On the Theoretical and Aesthetic Design of Peripety

The Soviet Thaw of the 1960s saw the emergence of a new generation of poets engaging critically with the poetic forms of socialist realism. Image: Soviet poet Robert Rozhdestvennsky at the 3rd All-Union Celebration of Pushkin Poetry, Pushkin Academic Drama Theatre in Pskov, 1969. RIA Novosti archive, image 681907, Roman Denisov, CC-BY-SA 3.0, via Wikimedia Commons.

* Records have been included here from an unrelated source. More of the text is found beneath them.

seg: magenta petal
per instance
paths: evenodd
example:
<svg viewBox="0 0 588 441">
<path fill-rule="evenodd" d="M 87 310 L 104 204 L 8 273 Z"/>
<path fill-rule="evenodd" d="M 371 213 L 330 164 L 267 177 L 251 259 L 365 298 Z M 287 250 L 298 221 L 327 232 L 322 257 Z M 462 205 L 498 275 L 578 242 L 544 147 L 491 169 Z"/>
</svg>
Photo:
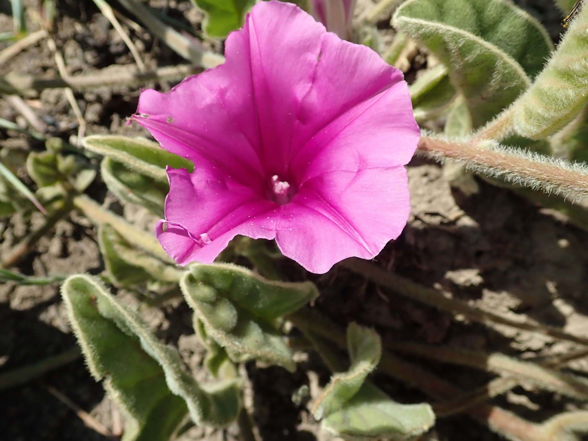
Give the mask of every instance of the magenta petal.
<svg viewBox="0 0 588 441">
<path fill-rule="evenodd" d="M 406 223 L 407 182 L 402 166 L 332 172 L 309 180 L 283 207 L 278 246 L 315 273 L 348 257 L 374 258 Z"/>
<path fill-rule="evenodd" d="M 275 237 L 279 206 L 221 172 L 196 167 L 191 173 L 168 168 L 168 177 L 166 220 L 159 221 L 155 233 L 180 265 L 211 263 L 238 234 Z M 163 231 L 165 222 L 168 228 Z"/>
<path fill-rule="evenodd" d="M 236 235 L 275 238 L 318 273 L 377 255 L 410 209 L 403 166 L 420 132 L 402 73 L 275 1 L 254 6 L 225 55 L 169 93 L 143 91 L 133 116 L 195 165 L 168 170 L 163 248 L 185 265 Z"/>
<path fill-rule="evenodd" d="M 320 131 L 292 159 L 292 169 L 303 182 L 328 171 L 402 165 L 415 154 L 420 136 L 402 81 Z"/>
</svg>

The fourth research frame pertains to projects that deal more intensively with the self-reflective potential of the concept of peripety. This area of inquiry includes studies which critique their own discipline (or a field of research within that discipline) regarding its dependency on certain peripetic constructions. The frame also opens up the possibility of including projects that work to develop narratological methodology as well as metatheoretical questions regarding the term ‘peripety’. Besides philosophy and media studies, those disciplines that relate to the performative production of meaning in artistic works are especially relevant in this context, because from romanticism onwards self-reflection has been inherent to all fine arts. All projects from the field of literary studies will therefore per se deal with texts that reflect their own means of telling stories, i.e. their own means of constructing peripeties.

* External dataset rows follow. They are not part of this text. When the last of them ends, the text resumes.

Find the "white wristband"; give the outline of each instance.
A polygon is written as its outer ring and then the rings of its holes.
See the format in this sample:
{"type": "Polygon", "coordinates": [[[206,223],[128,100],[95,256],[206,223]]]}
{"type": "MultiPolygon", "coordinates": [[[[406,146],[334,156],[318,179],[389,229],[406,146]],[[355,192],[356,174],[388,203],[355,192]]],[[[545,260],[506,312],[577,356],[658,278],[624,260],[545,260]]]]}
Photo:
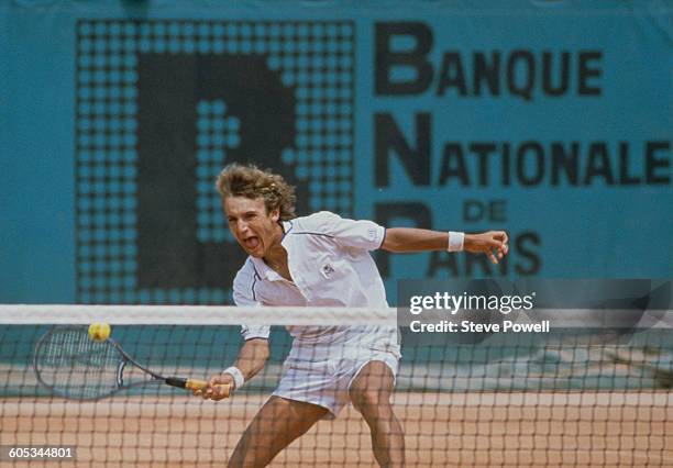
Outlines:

The aim of this research frame is to apply the self-reflective potential of the humanities to the analysis of peripeties: How is the irrevocability of the peripety reflected in the process of its representation in the artistic work? Does the choice of medium influence the construction of the peripety? The starting and testing points of meta-theoretical reflection will be those peripeties that have developed agency in narratives in and of the Baltic Sea Region, or are of relevance for the Baltic Sea Region, whether these locate the defining moment of change in the past or the future. The “Fall of the Iron Curtain” initiated a revival of the genre of the historical novel in former socialist countries. How do formal decisions such as a present tense narration affect the retrospective understanding of historico-political turning points? How do different narratives of crisis in ‘Eastern’ and ‘Western’ historiography relate to the notion of peripety? This research frame has two interwoven subsections: one of history of science and one that aims at a deepened theorising of the term peripety.